La recherche sur les énergies renouvelables phagocytée par le nucléaire 

Dans son rapport publié le 31 janvier 2012 sur le coût de la filière électronucléaire, la Cour des comptes pointait du doigt le vieillissement des centrales car on « n’a plus le temps de construire des solutions nucléaires de remplacement ». Ainsi, les charges d’exploitation du parc nucléaire français ont couté 8,9 milliards d’euros à EDF en 2010.

Toujours d’après le même rapport, les montants concernant les coûts passés et actuels de la filière électronucléaire fixent à environ 188 milliards d’euros les dépenses entre 1945 et 2010. La mise en place et la construction de la filière nucléaire française ont nécessité un investissement de 121 milliards d’euros. La recherche a quant à elle bénéficié de 55 milliards (près d’un milliard par an, le nucléaire monopolisant ainsi environ 90 % du budget recherche de l’énergie en France). S’y ajoutent 12 milliards pour la construction, le fonctionnement et l’arrêt de Superphénix.

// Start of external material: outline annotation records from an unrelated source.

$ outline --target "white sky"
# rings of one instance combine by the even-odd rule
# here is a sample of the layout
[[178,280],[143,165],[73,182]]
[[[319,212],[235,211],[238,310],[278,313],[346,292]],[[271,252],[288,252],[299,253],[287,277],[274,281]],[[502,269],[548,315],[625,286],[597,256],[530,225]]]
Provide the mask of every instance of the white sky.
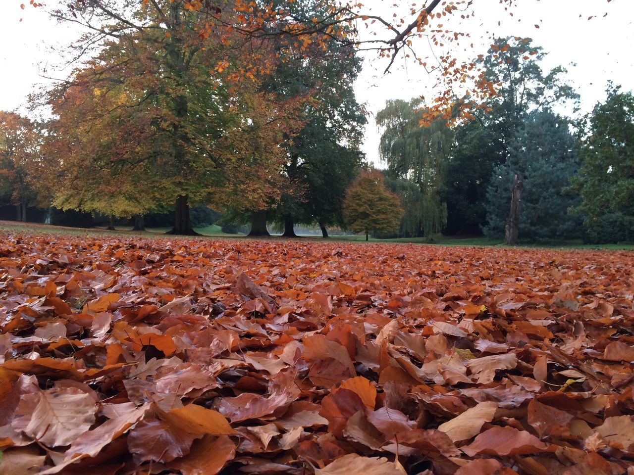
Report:
[[[0,0],[0,110],[11,110],[23,105],[34,84],[44,81],[39,73],[47,64],[60,62],[50,51],[51,46],[67,44],[77,34],[77,30],[53,22],[43,9],[27,5],[25,10],[20,10],[22,1]],[[387,18],[391,18],[395,11],[406,11],[411,3],[412,0],[364,2],[372,13]],[[497,36],[533,38],[534,44],[549,53],[545,68],[558,65],[567,67],[568,79],[581,94],[583,111],[590,110],[604,98],[609,80],[626,90],[634,89],[634,0],[609,3],[607,0],[515,0],[515,3],[512,17],[503,11],[499,0],[474,0],[476,18],[466,20],[463,25],[455,20],[450,22],[443,18],[440,22],[454,29],[470,32],[474,48],[462,52],[465,59],[486,53],[489,32]],[[394,8],[394,3],[399,6]],[[606,12],[608,15],[604,17]],[[588,21],[590,15],[597,16]],[[535,28],[536,23],[540,25],[539,29]],[[427,41],[417,41],[417,53],[426,56],[429,51]],[[469,44],[470,41],[463,42]],[[384,75],[387,60],[373,59],[376,54],[373,53],[366,53],[366,56],[368,59],[356,91],[358,99],[370,113],[364,151],[369,161],[377,163],[379,137],[373,115],[389,99],[430,96],[429,88],[435,81],[411,61],[408,63],[397,61],[391,72]],[[63,76],[64,73],[56,75]]]

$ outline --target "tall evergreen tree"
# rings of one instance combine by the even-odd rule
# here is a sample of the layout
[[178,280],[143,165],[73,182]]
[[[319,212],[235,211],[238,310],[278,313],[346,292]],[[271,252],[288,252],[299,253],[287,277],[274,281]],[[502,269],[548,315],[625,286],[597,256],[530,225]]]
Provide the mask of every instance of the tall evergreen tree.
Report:
[[581,219],[568,213],[578,203],[566,193],[577,170],[576,139],[569,123],[548,110],[531,113],[509,144],[507,160],[493,170],[487,189],[484,234],[504,236],[515,174],[524,177],[519,235],[521,239],[548,241],[579,237]]
[[442,193],[447,201],[448,233],[480,232],[493,170],[507,162],[527,115],[578,98],[562,77],[564,68],[542,69],[545,56],[530,38],[509,37],[496,40],[476,60],[484,68],[486,80],[497,85],[498,94],[456,130]]
[[[306,23],[327,13],[320,2],[280,3]],[[304,104],[303,129],[286,141],[285,184],[271,213],[285,236],[295,235],[297,223],[318,224],[325,237],[327,226],[342,224],[346,190],[363,159],[359,148],[366,119],[353,87],[361,63],[350,45],[308,45],[301,55],[279,64],[264,85],[285,99],[308,92],[311,98]]]
[[610,85],[587,118],[573,189],[594,241],[634,240],[634,95]]

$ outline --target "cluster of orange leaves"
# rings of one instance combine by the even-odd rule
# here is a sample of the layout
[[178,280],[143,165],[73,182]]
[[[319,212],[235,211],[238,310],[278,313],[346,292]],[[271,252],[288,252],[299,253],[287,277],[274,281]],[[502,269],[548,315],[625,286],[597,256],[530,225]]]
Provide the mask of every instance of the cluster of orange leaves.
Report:
[[630,253],[16,234],[3,475],[633,473]]

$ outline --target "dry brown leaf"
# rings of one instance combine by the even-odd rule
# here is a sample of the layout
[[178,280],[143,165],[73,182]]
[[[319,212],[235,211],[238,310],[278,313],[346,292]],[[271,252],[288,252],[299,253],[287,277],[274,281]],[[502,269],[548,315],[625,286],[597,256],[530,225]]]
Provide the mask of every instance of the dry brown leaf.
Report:
[[196,404],[172,409],[161,414],[160,416],[170,424],[191,434],[229,435],[236,433],[221,414]]
[[339,457],[323,469],[316,469],[315,475],[403,475],[393,462],[377,457],[361,457],[349,453]]
[[235,457],[235,444],[227,436],[206,435],[194,442],[190,453],[169,466],[183,475],[216,475]]
[[51,447],[69,445],[94,423],[97,405],[76,388],[53,388],[22,397],[12,425]]
[[44,465],[46,455],[39,455],[36,446],[15,447],[3,450],[0,459],[2,475],[36,474]]
[[470,439],[480,433],[486,422],[493,420],[498,405],[495,402],[481,402],[456,417],[438,426],[454,442]]

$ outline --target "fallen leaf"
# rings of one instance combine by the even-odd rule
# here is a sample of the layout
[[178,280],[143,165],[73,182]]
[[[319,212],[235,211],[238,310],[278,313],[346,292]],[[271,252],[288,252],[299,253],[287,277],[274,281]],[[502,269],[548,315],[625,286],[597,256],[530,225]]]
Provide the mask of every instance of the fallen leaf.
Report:
[[526,431],[496,426],[484,431],[461,450],[469,457],[480,454],[502,457],[540,453],[548,451],[550,447]]
[[51,447],[69,445],[94,423],[97,405],[76,388],[53,388],[22,396],[13,429]]
[[480,433],[486,422],[493,420],[498,405],[495,402],[481,402],[462,414],[438,426],[454,442],[470,439]]
[[316,469],[315,475],[402,475],[393,462],[377,457],[361,457],[349,453],[339,457],[323,469]]
[[235,448],[227,436],[205,435],[194,442],[187,455],[169,466],[181,471],[183,475],[216,475],[235,457]]

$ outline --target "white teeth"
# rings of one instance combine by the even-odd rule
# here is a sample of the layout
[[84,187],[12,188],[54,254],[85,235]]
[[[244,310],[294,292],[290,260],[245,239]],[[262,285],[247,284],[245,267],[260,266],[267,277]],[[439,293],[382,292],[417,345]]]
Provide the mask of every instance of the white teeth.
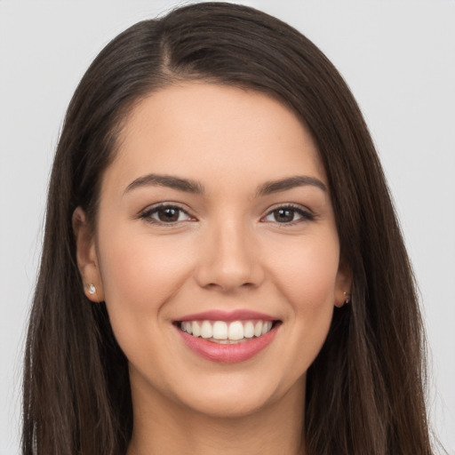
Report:
[[201,337],[212,338],[213,336],[213,331],[212,330],[212,324],[209,321],[204,321],[201,325]]
[[180,328],[194,337],[212,339],[221,344],[260,337],[270,331],[272,321],[183,321]]
[[265,335],[272,328],[272,323],[267,321],[262,325],[262,335]]
[[229,324],[228,338],[229,339],[242,339],[243,338],[243,325],[240,321],[235,321]]
[[226,339],[228,338],[228,324],[224,321],[217,321],[213,323],[213,338],[215,339]]
[[254,337],[254,325],[251,321],[245,323],[243,327],[243,337],[245,338],[252,338]]
[[254,336],[260,337],[262,335],[262,321],[258,321],[254,326]]

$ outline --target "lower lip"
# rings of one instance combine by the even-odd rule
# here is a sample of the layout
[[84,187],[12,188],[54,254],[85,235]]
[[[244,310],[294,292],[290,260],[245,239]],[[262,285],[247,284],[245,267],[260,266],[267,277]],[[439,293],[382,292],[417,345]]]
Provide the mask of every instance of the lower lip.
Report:
[[252,338],[248,341],[232,345],[222,345],[209,341],[204,338],[193,337],[176,327],[184,343],[196,354],[212,362],[235,363],[251,359],[265,349],[273,340],[278,324],[274,326],[265,335]]

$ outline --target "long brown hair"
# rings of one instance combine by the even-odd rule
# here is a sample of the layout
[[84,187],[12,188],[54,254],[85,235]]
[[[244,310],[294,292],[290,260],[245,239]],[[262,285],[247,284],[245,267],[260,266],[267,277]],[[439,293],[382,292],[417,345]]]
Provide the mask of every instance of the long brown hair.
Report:
[[100,181],[123,123],[179,80],[249,87],[290,106],[325,166],[352,303],[335,308],[307,371],[308,455],[430,454],[422,322],[383,172],[347,86],[287,24],[222,3],[177,9],[116,37],[69,104],[52,168],[25,359],[24,455],[124,454],[132,428],[127,361],[104,303],[86,299],[71,216],[96,222]]

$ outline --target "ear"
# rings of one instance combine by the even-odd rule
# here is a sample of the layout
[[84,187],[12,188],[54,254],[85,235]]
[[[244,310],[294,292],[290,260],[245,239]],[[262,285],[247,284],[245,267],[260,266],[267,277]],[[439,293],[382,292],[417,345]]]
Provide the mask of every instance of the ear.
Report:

Enfin, les coûts de construction, d’exploitation et de fermeture du stockage Cigéo à Bure sont, eux, estimés entre 13,5 et 16,5 milliards d’euros répartis sur plus de 100 ans. Chiffres pharamineux à rapprocher du budget du logement social. 

On voit le peu de crédit qu’il convient d’accorder à la thèse d’une « renaissance du nucléaire », en matière de production électrique en tout cas. Avec cette technologie vieillissante, onéreuse et opaque, la question n’est donc plus de savoir s’il y aura un accident nucléaire en France mais quand il aura lieu. Comme le souligne Marie-Christine Gambérini, « il est désormais clair que la sortie de l’électronucléaire ne se fera pas sans rupture. Il faut arrêter de se cacher derrière des scénarios et des études de faisabilité, comme si l’on disposait encore de décennies devant nous pour éviter le pire et comme si exiger une chance de survie équivalait à réclamer la lune, voire frôlait l’indécence. Si l’on avait réalisé ne serait-ce que le centième des études de faisabilité, pratique et financière, pour construire les centrales nucléaires qu’on en réclame pour les fermer, l’industrie électronucléaire n’aurait jamais vu le jour ! »

 

Dominique Malvaud

 

  • 1. L’auteur tient à remercier Marie-Christine Gambérini pour ses nombreux travaux et écrits sur le sujet.